「人は、想像できないことは望まないんだよ。」

これを読んである人と話をしたとき、見出しの言葉を言われました。
この話はひどい話だと思うし、死んでしまったのは可哀想だけど、「お母さんと一緒にお風呂に入ったり、一緒に寝たり、抱っこしてもらいたい。園長先生お母さんに言ってくれない?」ということが言えるのは、それを望めるだけまだましだと。ましと言うと語弊がありますが、まだ少しは人間的な生活が送れていたと言う意味です。
つらつら話をしていく中で、真冬に「何も入っていない空の湯船」で寝かされていた子供の話を聞きました。毛布なんかありません。ある日、その子は母親を捜しに外へ出たそうです。
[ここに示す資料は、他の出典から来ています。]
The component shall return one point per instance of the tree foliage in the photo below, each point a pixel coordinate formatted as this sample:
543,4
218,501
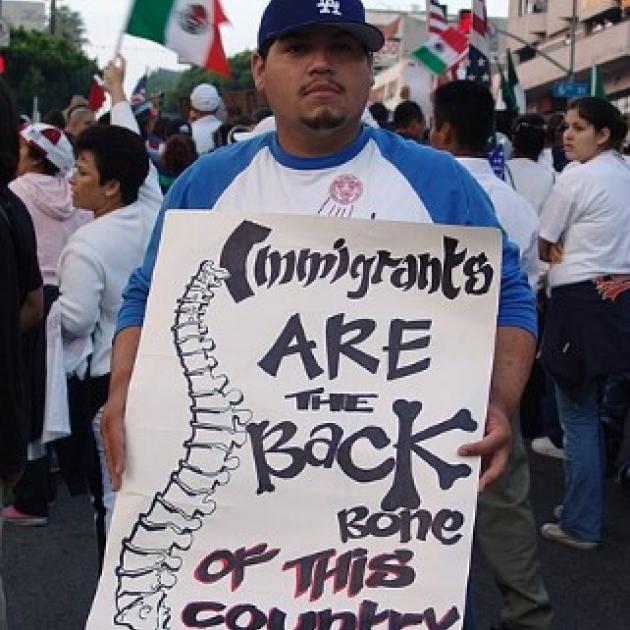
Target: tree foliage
183,85
69,24
51,68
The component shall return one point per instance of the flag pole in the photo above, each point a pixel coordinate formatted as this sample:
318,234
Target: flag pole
123,30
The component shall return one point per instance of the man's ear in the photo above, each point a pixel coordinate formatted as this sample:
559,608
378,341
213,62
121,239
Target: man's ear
112,189
258,71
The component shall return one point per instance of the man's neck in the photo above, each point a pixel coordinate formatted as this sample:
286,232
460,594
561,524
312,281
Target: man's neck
309,143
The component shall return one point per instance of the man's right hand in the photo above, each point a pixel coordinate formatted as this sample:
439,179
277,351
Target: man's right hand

裸足で。「寒い」ということがあまりに当たり前になっていたので、本人は気づかなかったわけです。そして、その子は凍傷にかかり、両足を切断することになったそうです。
トリイ・ヘイデンの本に書かれている話のようなので、当然脚色はあるでしょう。事実ですらないかも知れません。でも、この話が事実でなくとも、似たような境遇の子供はたくさんいるんだろうなと思いました。
ついでに言うと、この話をしてくれた人も似たような環境で育ちました。恋をして、他人と関わるようになって初めて、さびしいという気持ちを知ったと言っていました。それまでは、人と関わることに何の感情も持たなかったそうです。想像できないので。